Improved Black Hole Fireworks: Asymmetric Black-Hole-to-White-Hole Tunneling Scenario

TL;DR

This paper analyzes a quantum gravity-inspired model of black hole to white hole tunneling, identifies its instabilities, and proposes a minimal modification to improve its physical plausibility, emphasizing the role of irreversibility.

Contribution

It introduces a time-asymmetric modification to the black hole fireworks scenario, addressing instabilities and highlighting the importance of irreversibility in gravitational collapse.

Findings

Identified instabilities in the original model.

Proposed a minimal modification to eliminate instabilities.

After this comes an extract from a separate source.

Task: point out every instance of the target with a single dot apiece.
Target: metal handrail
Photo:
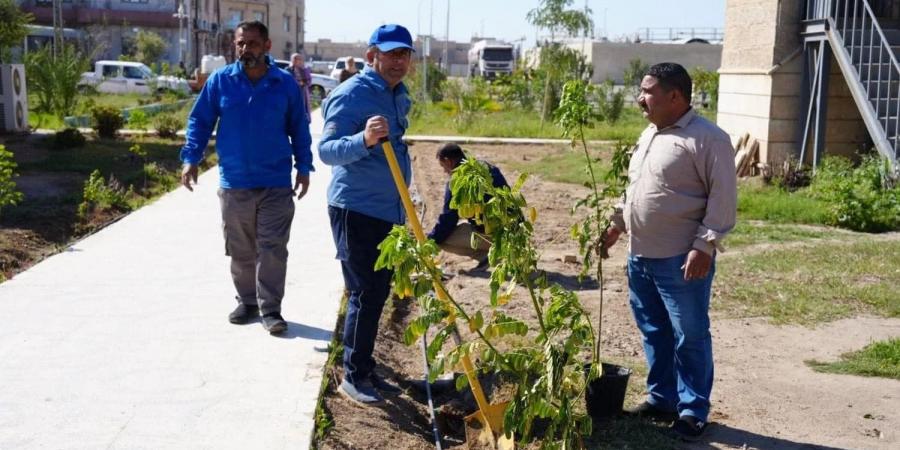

Emphasized the significance of irreversibility in collapse scenarios.

Abstract

A new scenario for gravitational collapse has been recently proposed by Haggard and Rovelli. Presenting the model under the name of black hole fireworks, they claim that the accumulation of quantum gravitational effects outside the horizon can cause the tunneling of geometry from a black hole to a white hole, allowing a bounce of the collapsing star which can eventually go back to infinity. In this paper we discuss the instabilities of this model and propose a simple minimal modification which eliminates them, as well as other related instabilities discussed in the literature. The new scenario is a time-asymmetric version of the original model with a time-scale for the final explosion that is shorter than m log m in Planck units. Our analysis highlights the importance of irreversibility in gravitational collapse which, in turn, uncovers important issues that cannot be addressed in detail without a full quantum gravity treatment.